Desde hace unos días las calles de este rincón del Valle del Guadalhorce se han visto inundadas, no por las apacibles aguas del río sino por un caudal de octavillas y pasquines que, bajo el cobarde manto del anonimato, el género literario más vil de cuantos se hayan podido inventar, construye un relato, a modo de libelo, desde el que embestir contra la honorabilidad de una concejala, sin darle opción alguna a la legítima defensa que reconoce nuestro ordenamiento jurídico.

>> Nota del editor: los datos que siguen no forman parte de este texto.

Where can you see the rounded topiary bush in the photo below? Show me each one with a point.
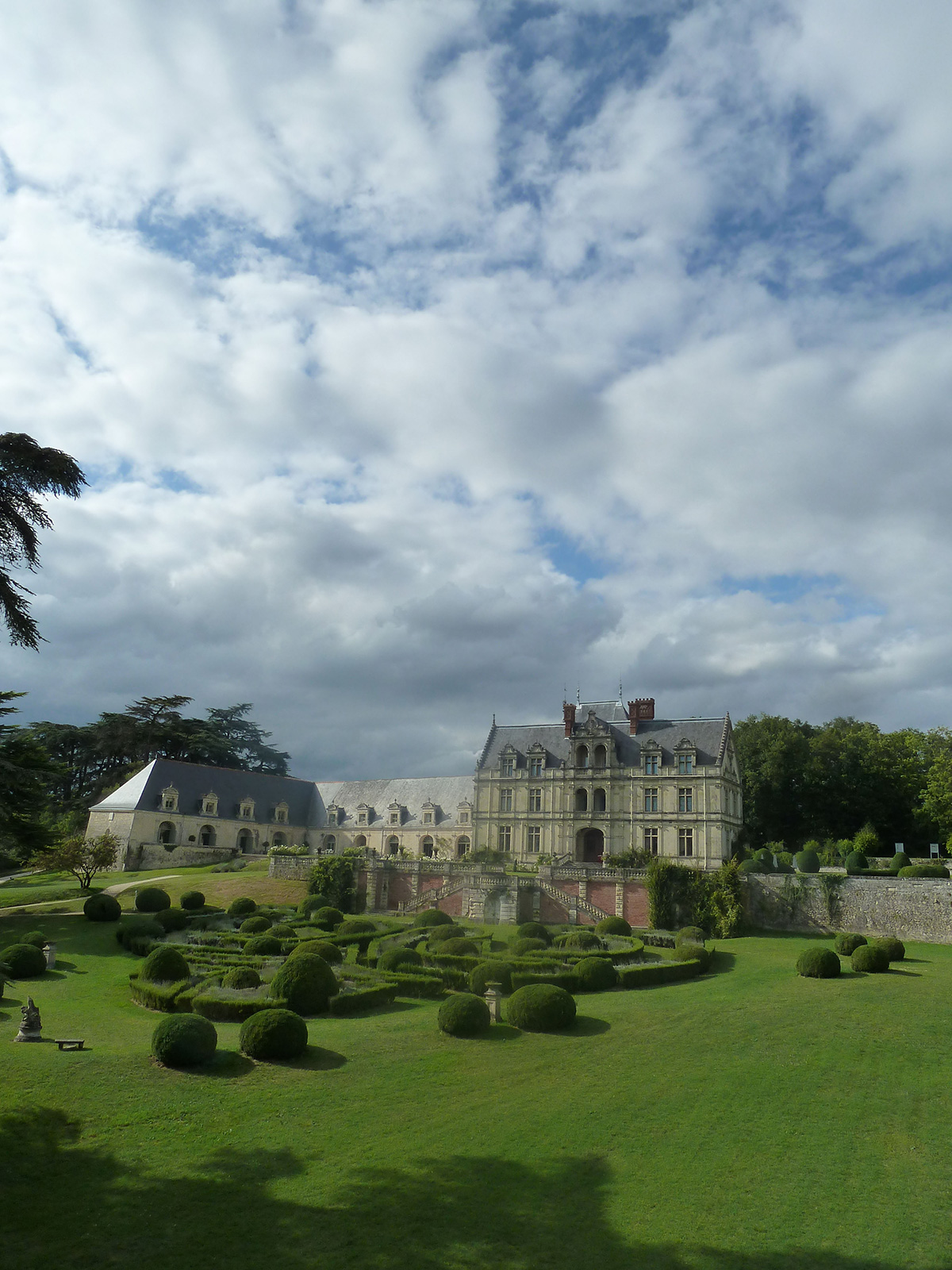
(490, 972)
(400, 959)
(612, 926)
(541, 1007)
(241, 907)
(103, 908)
(152, 899)
(596, 975)
(847, 944)
(23, 960)
(463, 1015)
(894, 949)
(164, 964)
(255, 926)
(306, 983)
(871, 958)
(273, 1034)
(241, 977)
(818, 964)
(330, 952)
(263, 945)
(433, 918)
(184, 1041)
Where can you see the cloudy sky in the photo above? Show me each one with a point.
(428, 359)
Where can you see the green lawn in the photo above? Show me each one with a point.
(749, 1119)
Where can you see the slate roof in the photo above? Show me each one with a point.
(704, 734)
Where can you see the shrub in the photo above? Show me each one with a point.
(306, 983)
(330, 952)
(596, 975)
(263, 945)
(533, 931)
(103, 908)
(818, 964)
(463, 1015)
(894, 949)
(241, 907)
(433, 918)
(241, 977)
(612, 926)
(490, 972)
(23, 960)
(541, 1007)
(164, 964)
(871, 958)
(847, 944)
(255, 925)
(397, 959)
(152, 899)
(184, 1041)
(273, 1034)
(806, 860)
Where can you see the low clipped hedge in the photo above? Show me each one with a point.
(184, 1041)
(102, 908)
(847, 944)
(152, 899)
(818, 964)
(541, 1007)
(463, 1015)
(23, 960)
(869, 959)
(273, 1034)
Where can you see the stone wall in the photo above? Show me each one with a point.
(914, 908)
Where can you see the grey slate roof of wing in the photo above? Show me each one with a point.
(143, 791)
(704, 734)
(412, 793)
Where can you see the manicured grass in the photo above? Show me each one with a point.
(748, 1119)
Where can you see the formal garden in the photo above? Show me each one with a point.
(272, 1079)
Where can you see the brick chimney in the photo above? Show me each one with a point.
(569, 715)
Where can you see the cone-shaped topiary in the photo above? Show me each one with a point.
(102, 908)
(596, 975)
(871, 959)
(490, 972)
(306, 983)
(847, 944)
(23, 960)
(541, 1007)
(152, 899)
(612, 926)
(184, 1041)
(273, 1034)
(818, 964)
(164, 965)
(433, 918)
(463, 1015)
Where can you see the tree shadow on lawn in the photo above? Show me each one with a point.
(482, 1213)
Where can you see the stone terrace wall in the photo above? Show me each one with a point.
(914, 908)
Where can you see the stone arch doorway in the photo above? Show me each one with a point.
(590, 845)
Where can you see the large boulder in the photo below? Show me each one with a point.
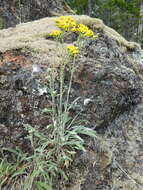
(108, 85)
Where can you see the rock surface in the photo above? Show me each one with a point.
(108, 82)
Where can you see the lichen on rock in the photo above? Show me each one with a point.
(107, 80)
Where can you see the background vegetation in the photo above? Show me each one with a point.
(125, 16)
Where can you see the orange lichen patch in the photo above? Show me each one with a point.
(15, 58)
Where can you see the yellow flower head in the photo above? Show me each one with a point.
(89, 33)
(66, 23)
(82, 28)
(55, 33)
(73, 50)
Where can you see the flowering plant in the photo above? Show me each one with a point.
(73, 50)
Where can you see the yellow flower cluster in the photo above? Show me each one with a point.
(55, 33)
(66, 23)
(73, 50)
(83, 29)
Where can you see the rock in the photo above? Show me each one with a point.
(108, 87)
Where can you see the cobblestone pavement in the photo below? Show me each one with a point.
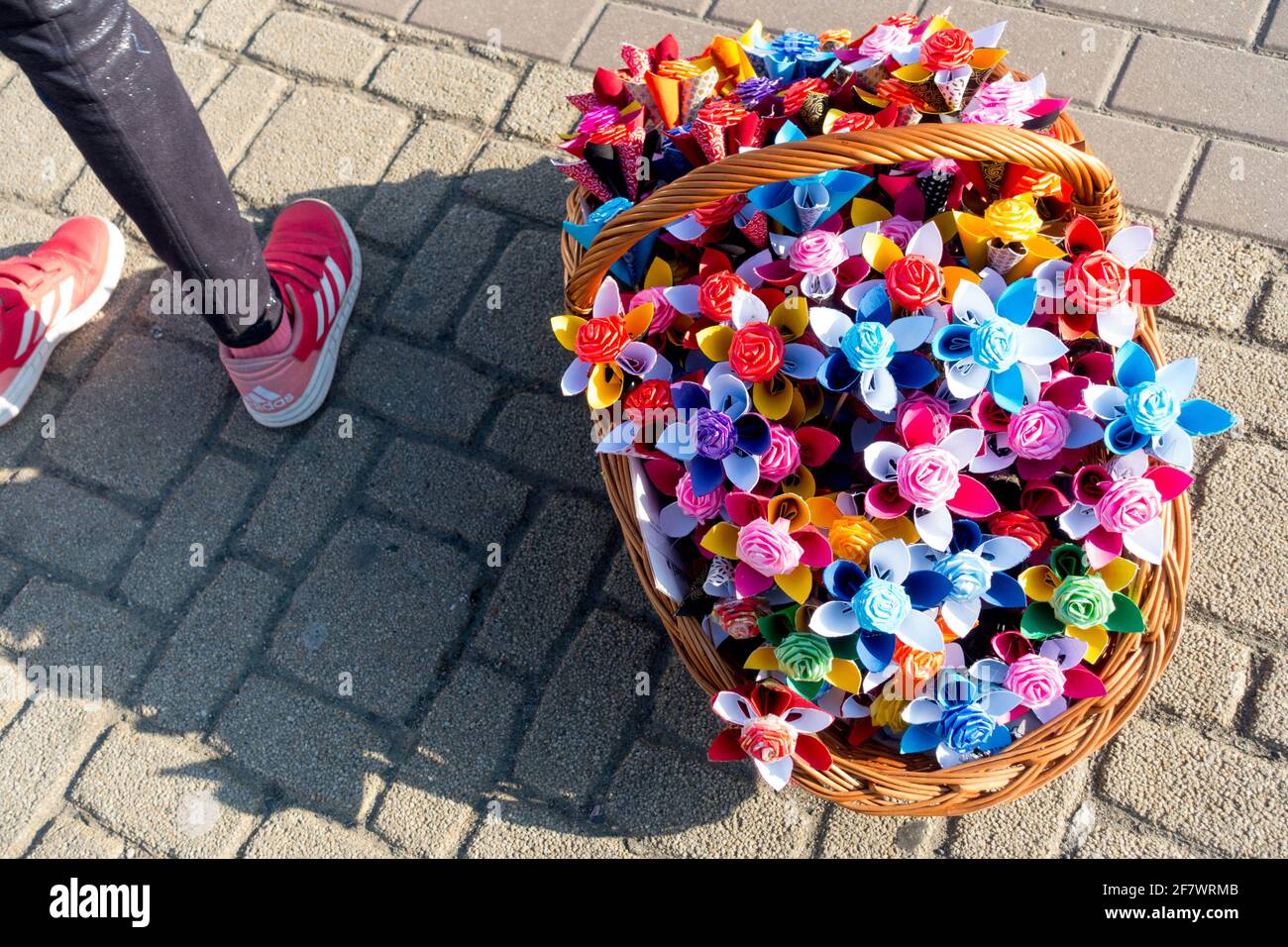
(344, 671)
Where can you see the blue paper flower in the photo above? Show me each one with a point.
(975, 566)
(1149, 408)
(992, 344)
(965, 719)
(888, 604)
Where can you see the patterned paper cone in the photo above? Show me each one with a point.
(1003, 258)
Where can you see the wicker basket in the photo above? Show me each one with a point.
(872, 779)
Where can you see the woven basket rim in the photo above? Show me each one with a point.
(872, 779)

Nuestras sociedades, las sociedades modernas, avanzadas y progresistas, basan su salud moral sobre el fundamento del respeto a la ley, a la norma común dada, que garantiza la no conculcación de los derechos de todas las ciudadanas y ciudadanos, sea cual fuere su estatus social, pensamiento ideológico, raza, sexo o religión. Aceptar esa vulneración, desde el silencio cómplice o aplaudir las acciones de los salteadores y canallas, sería tanto como contribuir a la implosión de nuestra ética colectiva que se fundamenta desde la conformación de una ética personal e individual y que concita un espacio de convivencia que no puede sacrificarse en el altar de los desmanes o tropelías. Aceptar lo contrario equivaldría a deslizarse por la trocha de la barbarie.

Decía Edmund Burke que: “Lo único que necesita el mal para triunfar es que los hombres buenos no hagan nada”. La trinchera de los cobardes es el anonimato, el lugar de los canallas la sombra y la acción de los miserables la puñalada en la oscuridad. Permanecer callado, sin estigmatizar a los energúmenos que utilizan esta metodología del odio, sería tanto como ser autor en comandita de sus desafueros.

Hoy cobra inusitado valor el poema de Martin Niemöller: “Cuando los nazis vinieron a buscar a los comunistas, / guardé silencio, / porque yo no era comunista. / Cuando encarcelaron a los socialdemócratas, / guardé silencio, / porque yo no era socialdemócrata. / Cuando vinieron a buscar a los sindicalistas, / no protesté, / porque yo no era sindicalista. / Cuando vinieron a por los judíos, / no pronuncié palabra, / porque yo no era judío. / Cuando finalmente vinieron a por mí, / no había nadie más que pudiera protestar”.

Cualquiera de nosotros podría ser objeto de la cólera, del miserable tósigo de un “anónimo”, por lo que la defensa colectiva requiere de un paso al frente y del mayor de los desprecios sociales para este tipo de actitudes.